2017 AIME I Problems/Problem 8

Revision as of 18:59, 10 March 2017 by Aopsmathabc (talk | contribs) (Solution 1)

Problem 8

Two real numbers $a$ and $b$ are chosen independently and uniformly at random from the interval $(0, 75)$. Let $O$ and $P$ be two points on the plane with $OP = 200$. Let $Q$ and $R$ be on the same side of line $OP$ such that the degree measures of $\angle POQ$ and $\angle POR$ are $a$ and $b$ respectively, and $\angle OQP$ and $\angle ORP$ are both right angles. The probability that $QR \leq 100$ is equal to $\frac{m}{n}$, where $m$ and $n$ are relatively prime positive integers. Find $m + n$.

Solution 1

Noting that $\angle OQP$ and $\angle ORP$ are right angles, we realize that we can draw a semicircle with diameter $\overline{OP}$ and points $Q$ and $R$ on the semicircle. Since the radius of the semicircle is $100$, if $\overline{QR} \leq 100$, then $\overarc{QR}$ must be less than or equal to $60^{\circ}$.
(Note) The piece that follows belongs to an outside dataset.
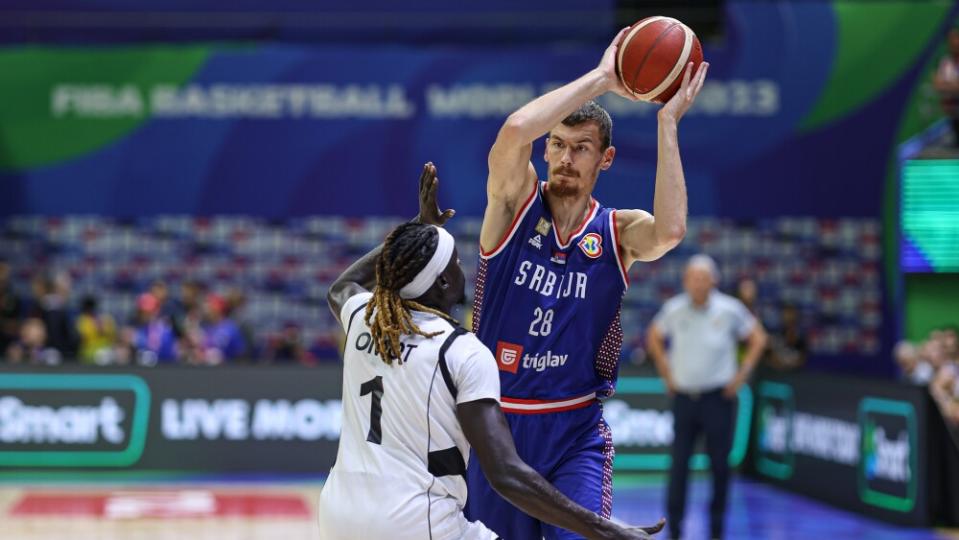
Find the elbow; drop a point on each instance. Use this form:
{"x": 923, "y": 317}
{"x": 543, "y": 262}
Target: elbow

This simplifies the problem greatly. Since the degree measure of an angle on a circle is simply half the degree measure of its subtended arc, the problem is simply asking:

Given $a, b$ such that $0<a, b<75$, what is the probability that $|a-b| \leq 30$? The graph of this on $a$ and $b$ axis is shown below with the shaded area representing the graph of $|a-b| \leq 30$ and the square representing the possible $a$ and $b.$ [asy] draw((0,0)--(6,0),p=black+1.2bp,Arrow(0.15cm)); draw((0,0)--(0,6),p=black+1.2bp,Arrow(0.15cm));

draw((5,0)--(5,5)--(0,5)); filldraw((0,2)--(3,5)--(5,5)--(5,3)--(2,0)--(0,0)--cycle,gray); [/asy]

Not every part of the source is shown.